Chancellor Blumenthal said that despite this being the second time AFSCME 3299 workers have found it necessary to strike, he did not feel it was appropriate to advocate for the workers in the context of his role as chancellor.

“I am not the negotiating party here, but I am a voice. I believe very strongly that we need to pay fair wages, we need to pay wages that are consistent in the marketplace, and we need to pay living wages,” he said. “In terms of my own beliefs and advocacy, I don’t share [those views]. This isn’t my negotiation.”

AFSCME 3299 demonstrators march at the base of campus.
Photo by Tiffany Lee.

THURSDAY — FRONT LINES ON THE FINAL DAY

The last day of the strike will entail picketing and tabling. Loop bus drivers will remain on strike until Thursday night and city buses will continue to respect the picket line until AFSCME 3299’s strike  concludes.

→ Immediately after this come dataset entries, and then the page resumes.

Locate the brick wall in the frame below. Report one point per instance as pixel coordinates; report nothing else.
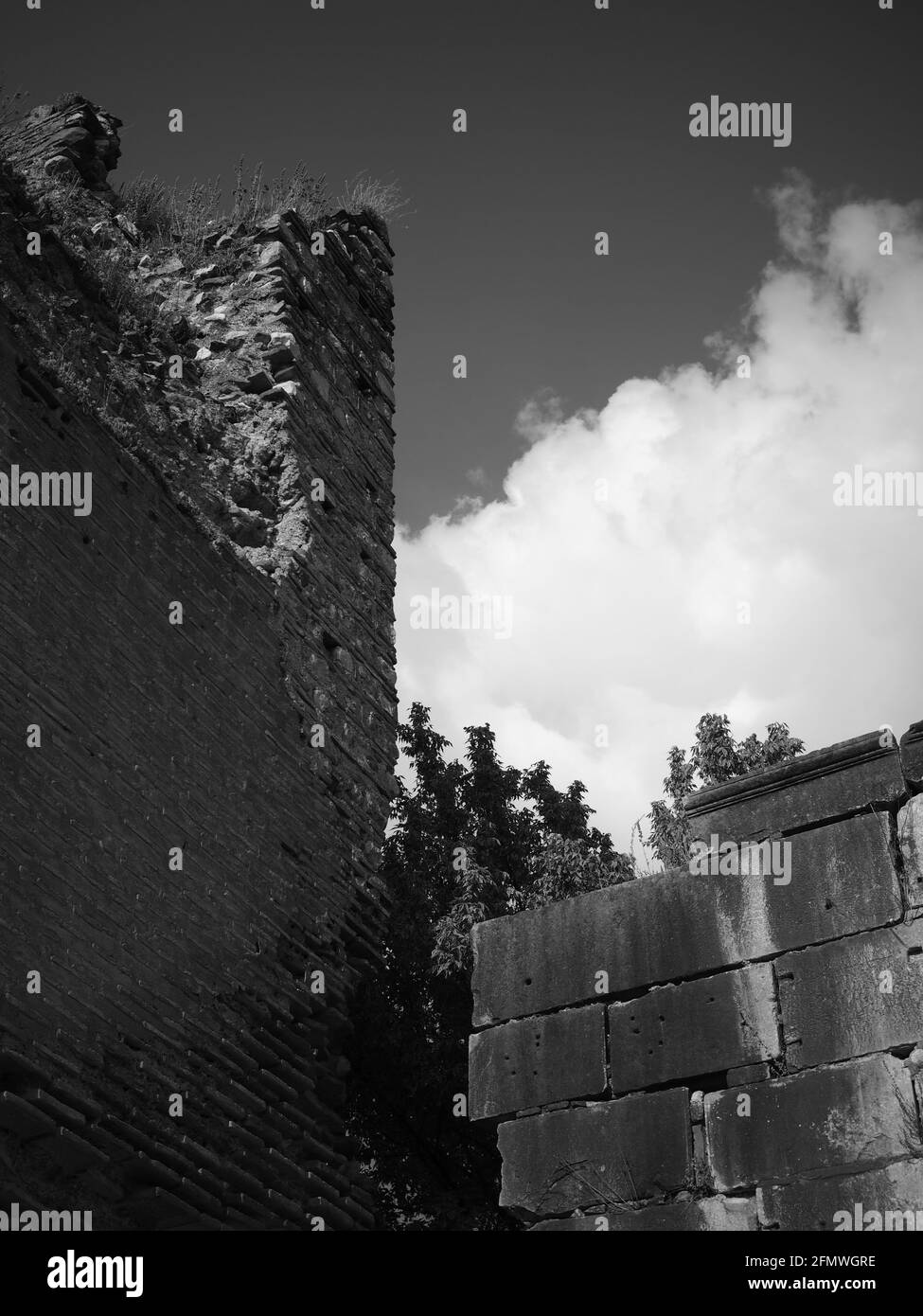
(257, 738)
(704, 1050)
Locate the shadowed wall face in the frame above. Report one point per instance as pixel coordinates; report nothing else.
(734, 1046)
(198, 714)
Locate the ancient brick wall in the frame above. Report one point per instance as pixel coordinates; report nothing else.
(719, 1049)
(191, 803)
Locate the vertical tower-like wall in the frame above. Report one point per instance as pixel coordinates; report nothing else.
(191, 802)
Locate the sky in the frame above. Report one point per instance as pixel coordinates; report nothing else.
(602, 470)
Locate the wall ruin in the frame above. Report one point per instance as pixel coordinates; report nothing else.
(191, 809)
(700, 1050)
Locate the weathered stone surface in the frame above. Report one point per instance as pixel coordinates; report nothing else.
(910, 839)
(825, 1121)
(677, 924)
(842, 1203)
(192, 738)
(912, 755)
(612, 1151)
(696, 1028)
(827, 783)
(707, 1214)
(538, 1061)
(834, 998)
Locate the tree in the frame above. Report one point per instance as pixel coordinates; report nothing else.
(469, 841)
(715, 756)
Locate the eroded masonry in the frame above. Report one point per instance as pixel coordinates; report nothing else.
(198, 709)
(723, 1050)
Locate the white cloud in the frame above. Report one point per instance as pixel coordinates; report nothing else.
(718, 491)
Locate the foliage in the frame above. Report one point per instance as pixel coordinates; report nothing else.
(715, 756)
(470, 841)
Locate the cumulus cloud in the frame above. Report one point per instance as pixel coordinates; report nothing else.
(632, 542)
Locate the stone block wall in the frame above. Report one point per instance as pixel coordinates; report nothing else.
(726, 1046)
(189, 810)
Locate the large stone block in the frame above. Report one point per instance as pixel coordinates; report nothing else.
(596, 1156)
(536, 1061)
(849, 1201)
(696, 1028)
(707, 1214)
(910, 839)
(825, 1121)
(827, 783)
(853, 996)
(678, 924)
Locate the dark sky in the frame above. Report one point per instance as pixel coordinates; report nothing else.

Student support so far has invigorated the strike actions at the base of campus, and union workers hope they continue to participate. According to Chris Flink, AFSCME 3299 spokesperson for UC Santa Cruz, this is proof the Santa Cruz population stands behind the workers.

Chris Flink at the UCSC protest emphasized that the issues of the workers are inextricable from the city itself.

“This is the Santa Cruz community. These are people who live and work in Santa Cruz, and who want to continue to live and work here,” he said. “The community needs to understand when the university is doing wrong things. And that’s what we’re seeing right now.”

The university has made no moves to change its stance at time of press.